PRESS RELEASE: 250 Africans Convert to Judaism
FOR IMMEDIATE RELEASE
San Francisco, July 16, 2008—Over 250 people from Uganda, Kenya, and South Africa, Ghana, and Nigeria formally converted to Judaism in a ceremony held last week in the village of Nabogoye near Mbale, Uganda. They join a community of 800 Abayudaya Jews led by Rabbi Gershom Sizomu, who was recently ordained at American Jewish University, a seminary of Conservative Judaism in Los Angeles, California, through a fellowship from Be’chol Lashon.
The ceremony was conducted according to Jewish law. Rabbi Sizomu convened and participated in a religious court (beit din) of Conservative rabbis from the United States that supervised the ritual immersion (mikvah). The converts included men, women and children ranging in age from four to eighty years old, and are mostly rural farmers, but also include small business owners and professionals.
“The relationship between God and the Jews in the Torah resonates for many spiritual seekers,” said Rabbi Sizomu. “It is important the Africans and others know that they can choose Judaism as a spiritual path — and that we are open to them.”
Rabbi Gershom Sizomu is the first black rabbi from sub-Saharan Africa to be ordained by an American rabbinic school. He returned home just a few weeks ago to Uganda to lead the local Jewish community, known as the Abayudaya (“people of Judah”). He is opening a school to train rabbis who will serve growing Jewish communities throughout Africa.
“Gershom is a visionary and charismatic leader. It has been an honor to support him over the past five years and we plan to stay involved in building the Jewish community of Uganda and others in Africa as well,” says Diane Tobin, Be’chol Lashon Director.

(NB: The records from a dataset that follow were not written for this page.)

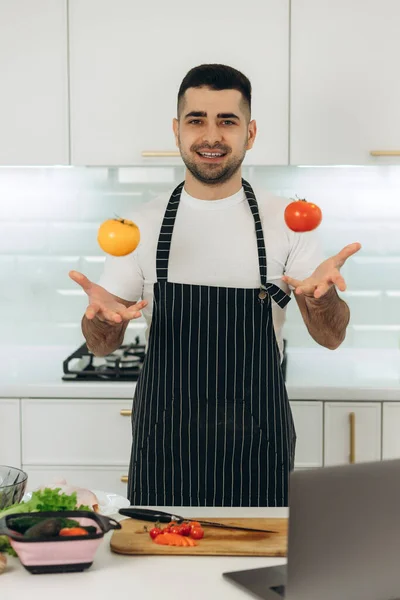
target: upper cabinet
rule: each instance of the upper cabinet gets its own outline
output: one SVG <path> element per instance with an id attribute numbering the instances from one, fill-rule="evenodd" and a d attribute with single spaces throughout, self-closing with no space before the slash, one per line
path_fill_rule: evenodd
<path id="1" fill-rule="evenodd" d="M 0 0 L 0 165 L 68 164 L 66 0 Z"/>
<path id="2" fill-rule="evenodd" d="M 399 0 L 292 0 L 291 164 L 400 162 L 399 57 Z"/>
<path id="3" fill-rule="evenodd" d="M 245 163 L 288 164 L 289 0 L 245 11 L 230 0 L 69 0 L 69 19 L 72 164 L 167 160 L 183 77 L 218 62 L 253 86 L 258 137 Z"/>

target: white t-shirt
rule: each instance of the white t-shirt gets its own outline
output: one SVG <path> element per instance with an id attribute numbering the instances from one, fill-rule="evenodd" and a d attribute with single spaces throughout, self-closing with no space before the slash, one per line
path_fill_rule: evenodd
<path id="1" fill-rule="evenodd" d="M 318 237 L 315 232 L 294 233 L 286 226 L 284 210 L 290 200 L 256 188 L 254 192 L 267 251 L 268 281 L 291 293 L 282 281 L 282 275 L 300 280 L 311 275 L 323 260 Z M 138 212 L 124 215 L 140 229 L 139 246 L 127 256 L 107 255 L 98 282 L 124 300 L 148 301 L 142 311 L 148 325 L 147 335 L 153 311 L 153 285 L 157 279 L 157 242 L 169 198 L 170 193 L 162 194 Z M 168 281 L 218 287 L 259 287 L 254 220 L 243 188 L 233 196 L 212 201 L 193 198 L 182 190 L 172 235 Z M 272 302 L 272 312 L 282 353 L 286 309 Z"/>

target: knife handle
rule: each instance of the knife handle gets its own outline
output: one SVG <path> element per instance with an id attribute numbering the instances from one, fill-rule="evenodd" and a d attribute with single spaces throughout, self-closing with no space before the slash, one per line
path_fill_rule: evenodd
<path id="1" fill-rule="evenodd" d="M 180 517 L 172 515 L 171 513 L 151 510 L 148 508 L 135 508 L 134 506 L 130 506 L 129 508 L 120 508 L 118 512 L 125 517 L 131 517 L 131 519 L 151 521 L 153 523 L 156 521 L 160 523 L 169 523 L 170 521 L 179 522 L 182 520 Z"/>

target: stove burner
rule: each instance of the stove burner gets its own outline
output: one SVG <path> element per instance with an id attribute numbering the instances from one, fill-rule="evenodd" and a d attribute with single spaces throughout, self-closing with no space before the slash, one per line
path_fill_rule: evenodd
<path id="1" fill-rule="evenodd" d="M 95 356 L 82 344 L 63 363 L 64 381 L 137 381 L 142 369 L 145 346 L 137 337 L 135 343 L 122 345 L 104 357 Z"/>

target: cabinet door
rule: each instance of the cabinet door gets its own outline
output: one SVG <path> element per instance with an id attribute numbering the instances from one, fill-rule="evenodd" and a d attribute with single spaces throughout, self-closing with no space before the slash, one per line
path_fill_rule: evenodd
<path id="1" fill-rule="evenodd" d="M 23 465 L 28 474 L 27 491 L 65 479 L 68 484 L 89 490 L 101 490 L 126 498 L 127 484 L 123 481 L 127 467 L 33 467 Z"/>
<path id="2" fill-rule="evenodd" d="M 232 6 L 70 0 L 72 163 L 141 164 L 143 151 L 177 151 L 181 81 L 194 66 L 220 62 L 253 86 L 258 138 L 246 163 L 288 164 L 289 0 Z"/>
<path id="3" fill-rule="evenodd" d="M 0 465 L 21 467 L 19 400 L 0 400 Z"/>
<path id="4" fill-rule="evenodd" d="M 382 458 L 400 458 L 400 403 L 383 404 Z"/>
<path id="5" fill-rule="evenodd" d="M 326 466 L 380 460 L 381 404 L 326 402 L 324 445 Z"/>
<path id="6" fill-rule="evenodd" d="M 66 6 L 0 0 L 0 165 L 69 162 Z"/>
<path id="7" fill-rule="evenodd" d="M 400 162 L 399 24 L 398 0 L 292 0 L 291 164 Z"/>
<path id="8" fill-rule="evenodd" d="M 295 468 L 322 467 L 322 402 L 290 403 L 296 428 Z"/>
<path id="9" fill-rule="evenodd" d="M 23 400 L 23 464 L 127 465 L 131 408 L 127 400 Z"/>

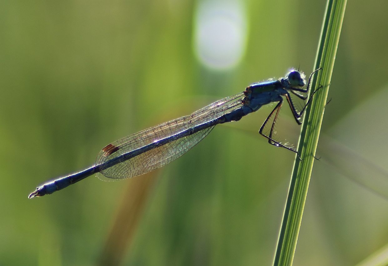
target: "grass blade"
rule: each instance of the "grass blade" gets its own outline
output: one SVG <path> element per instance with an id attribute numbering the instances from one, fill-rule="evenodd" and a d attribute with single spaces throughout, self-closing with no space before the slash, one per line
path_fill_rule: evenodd
<path id="1" fill-rule="evenodd" d="M 315 68 L 323 69 L 314 77 L 312 91 L 323 85 L 308 108 L 298 144 L 274 265 L 292 265 L 300 227 L 319 132 L 331 79 L 346 0 L 328 0 L 315 59 Z"/>

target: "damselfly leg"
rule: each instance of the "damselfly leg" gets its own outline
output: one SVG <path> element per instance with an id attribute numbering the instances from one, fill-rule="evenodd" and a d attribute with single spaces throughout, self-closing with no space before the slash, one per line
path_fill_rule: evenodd
<path id="1" fill-rule="evenodd" d="M 308 78 L 308 82 L 307 83 L 307 86 L 306 86 L 305 89 L 300 89 L 299 88 L 291 88 L 290 90 L 290 91 L 293 94 L 296 95 L 298 98 L 301 99 L 303 100 L 305 100 L 307 98 L 307 97 L 305 97 L 303 95 L 299 94 L 296 91 L 300 92 L 303 93 L 307 93 L 308 92 L 309 90 L 310 89 L 310 86 L 311 85 L 311 80 L 312 78 L 313 75 L 315 73 L 317 73 L 318 71 L 322 69 L 319 68 L 315 71 L 311 73 L 310 75 L 310 77 Z M 296 121 L 296 123 L 299 125 L 301 125 L 302 122 L 300 122 L 300 119 L 303 115 L 303 113 L 304 113 L 305 111 L 306 110 L 306 108 L 311 102 L 311 100 L 312 99 L 315 93 L 319 89 L 322 88 L 322 85 L 320 85 L 318 88 L 314 91 L 311 94 L 310 96 L 310 97 L 307 101 L 307 102 L 305 105 L 304 107 L 302 109 L 301 111 L 298 113 L 298 111 L 296 110 L 296 108 L 295 107 L 295 105 L 294 104 L 292 100 L 291 99 L 291 96 L 290 95 L 289 93 L 288 92 L 286 94 L 286 98 L 287 100 L 287 101 L 288 103 L 288 105 L 289 105 L 290 108 L 291 109 L 291 111 L 292 112 L 293 115 L 294 116 L 294 118 L 295 118 L 295 121 Z M 283 99 L 282 98 L 281 98 L 281 100 L 279 101 L 279 103 L 276 105 L 275 108 L 274 110 L 272 110 L 272 112 L 270 113 L 269 115 L 264 121 L 264 123 L 263 123 L 262 125 L 260 128 L 260 129 L 259 130 L 259 133 L 260 135 L 263 136 L 265 137 L 268 139 L 268 143 L 272 145 L 275 145 L 275 146 L 277 146 L 278 147 L 281 147 L 283 148 L 285 148 L 289 150 L 293 151 L 294 152 L 298 153 L 298 151 L 296 151 L 296 149 L 293 148 L 288 147 L 285 145 L 282 144 L 279 141 L 276 141 L 275 140 L 273 137 L 273 133 L 274 132 L 274 129 L 275 129 L 275 125 L 276 124 L 276 119 L 277 118 L 277 117 L 279 113 L 279 112 L 280 111 L 280 108 L 282 107 L 282 105 L 283 104 Z M 263 130 L 264 129 L 264 127 L 265 127 L 268 121 L 271 119 L 271 117 L 273 115 L 274 113 L 275 114 L 275 116 L 274 117 L 274 120 L 272 122 L 272 125 L 271 126 L 271 129 L 270 130 L 269 134 L 267 136 L 263 132 Z"/>

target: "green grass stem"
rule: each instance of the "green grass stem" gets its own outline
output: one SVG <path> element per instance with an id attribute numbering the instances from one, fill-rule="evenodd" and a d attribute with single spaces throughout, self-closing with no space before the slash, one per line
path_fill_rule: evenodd
<path id="1" fill-rule="evenodd" d="M 323 87 L 315 94 L 305 114 L 298 144 L 301 160 L 296 156 L 294 165 L 274 265 L 292 264 L 346 3 L 346 0 L 327 1 L 315 65 L 315 69 L 322 70 L 314 77 L 311 91 L 319 85 Z"/>

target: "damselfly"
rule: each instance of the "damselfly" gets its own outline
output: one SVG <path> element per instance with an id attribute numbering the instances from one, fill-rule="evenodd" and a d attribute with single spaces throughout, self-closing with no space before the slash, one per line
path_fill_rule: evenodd
<path id="1" fill-rule="evenodd" d="M 313 92 L 304 107 L 299 112 L 290 93 L 303 100 L 307 96 L 313 75 L 310 75 L 305 88 L 305 76 L 292 70 L 284 78 L 252 84 L 245 90 L 212 103 L 190 115 L 171 120 L 111 143 L 100 152 L 95 164 L 80 172 L 59 178 L 36 188 L 29 198 L 52 194 L 95 173 L 102 180 L 117 180 L 146 173 L 170 163 L 187 151 L 210 132 L 216 125 L 236 121 L 263 105 L 277 102 L 265 119 L 259 133 L 272 145 L 297 152 L 296 149 L 273 138 L 275 122 L 285 97 L 296 122 L 312 98 Z M 269 134 L 263 132 L 274 115 Z"/>

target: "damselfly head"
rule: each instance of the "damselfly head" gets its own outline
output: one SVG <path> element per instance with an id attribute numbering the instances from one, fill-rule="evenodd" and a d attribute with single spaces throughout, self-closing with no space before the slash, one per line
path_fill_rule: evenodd
<path id="1" fill-rule="evenodd" d="M 303 72 L 292 70 L 288 74 L 287 79 L 292 87 L 303 87 L 306 84 L 306 76 Z"/>

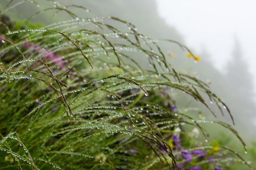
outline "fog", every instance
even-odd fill
[[[249,64],[256,86],[256,1],[251,0],[156,0],[157,11],[168,24],[184,35],[186,44],[207,51],[220,71],[231,60],[237,38],[243,60]],[[204,58],[201,59],[204,60]]]

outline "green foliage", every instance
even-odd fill
[[[81,18],[52,4],[72,18],[19,23],[0,37],[0,169],[213,169],[231,160],[252,168],[233,149],[208,141],[200,124],[213,121],[180,111],[175,94],[182,92],[215,115],[208,96],[232,118],[207,84],[175,71],[158,40],[119,18]],[[214,122],[246,150],[231,126]]]

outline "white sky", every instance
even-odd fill
[[[236,36],[256,87],[256,0],[156,1],[160,16],[184,35],[186,45],[195,55],[204,48],[220,70],[231,58]]]

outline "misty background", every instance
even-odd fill
[[[9,1],[0,0],[0,9],[4,11]],[[24,5],[22,11],[13,7],[7,13],[13,20],[27,18],[40,9],[54,5],[45,2],[45,7],[37,7],[31,3],[31,5]],[[83,13],[79,15],[81,17],[117,17],[134,24],[138,32],[159,39],[163,52],[168,56],[167,60],[173,67],[178,72],[195,76],[209,84],[212,91],[229,106],[235,120],[235,128],[239,134],[246,141],[255,141],[256,58],[254,44],[256,24],[254,20],[256,11],[253,8],[256,2],[249,0],[60,2],[63,4],[84,6],[91,10],[90,13],[85,13],[81,10]],[[78,10],[76,12],[79,13]],[[55,15],[54,13],[49,11],[47,15],[39,14],[30,21],[47,24],[59,20],[60,16],[62,16],[62,20],[70,18],[64,13]],[[186,45],[193,54],[200,57],[201,60],[195,63],[186,57],[186,51],[177,44],[163,42],[162,39],[173,40]],[[175,54],[174,57],[168,55],[171,53]],[[146,67],[148,66],[146,63]],[[177,95],[179,96],[175,98],[180,108],[198,105],[205,117],[215,119],[209,116],[209,111],[204,107],[191,102],[193,101],[192,99],[184,98],[182,95]],[[208,102],[211,105],[211,101]],[[231,124],[227,112],[222,116],[214,104],[211,105],[219,120]],[[198,116],[198,113],[191,112]],[[218,135],[222,129],[212,130]],[[219,137],[223,136],[220,135]]]

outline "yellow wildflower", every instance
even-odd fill
[[[197,62],[199,62],[200,61],[200,57],[198,56],[195,56],[195,60]]]

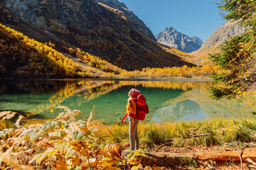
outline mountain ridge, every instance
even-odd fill
[[[117,1],[1,0],[0,4],[50,41],[58,42],[56,47],[80,47],[122,69],[193,65],[163,50],[143,22],[127,17],[136,16],[122,3],[113,8],[114,2]],[[10,26],[18,28],[19,23]],[[37,40],[41,40],[39,36]]]
[[[201,47],[203,41],[200,38],[183,34],[173,27],[167,27],[156,35],[157,42],[180,51],[191,53]]]
[[[240,26],[239,21],[228,21],[221,27],[216,29],[212,35],[206,39],[201,47],[191,54],[196,56],[206,55],[208,54],[218,52],[220,50],[221,43],[228,38],[240,35],[245,33],[247,28]]]

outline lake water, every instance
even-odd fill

The mission of Be’chol Lashon is to help global Jewish communities grow, and to facilitate active participation in Jewish life, working to dispel the myth that Judaism is closed to outsiders — a myth that Jews themselves sometimes promote.
As one convert told Rabbi Sizomu, “My search for God and a community where I felt at home brought me to Judaism. I am humbled and awed to take my place among the Jewish people.”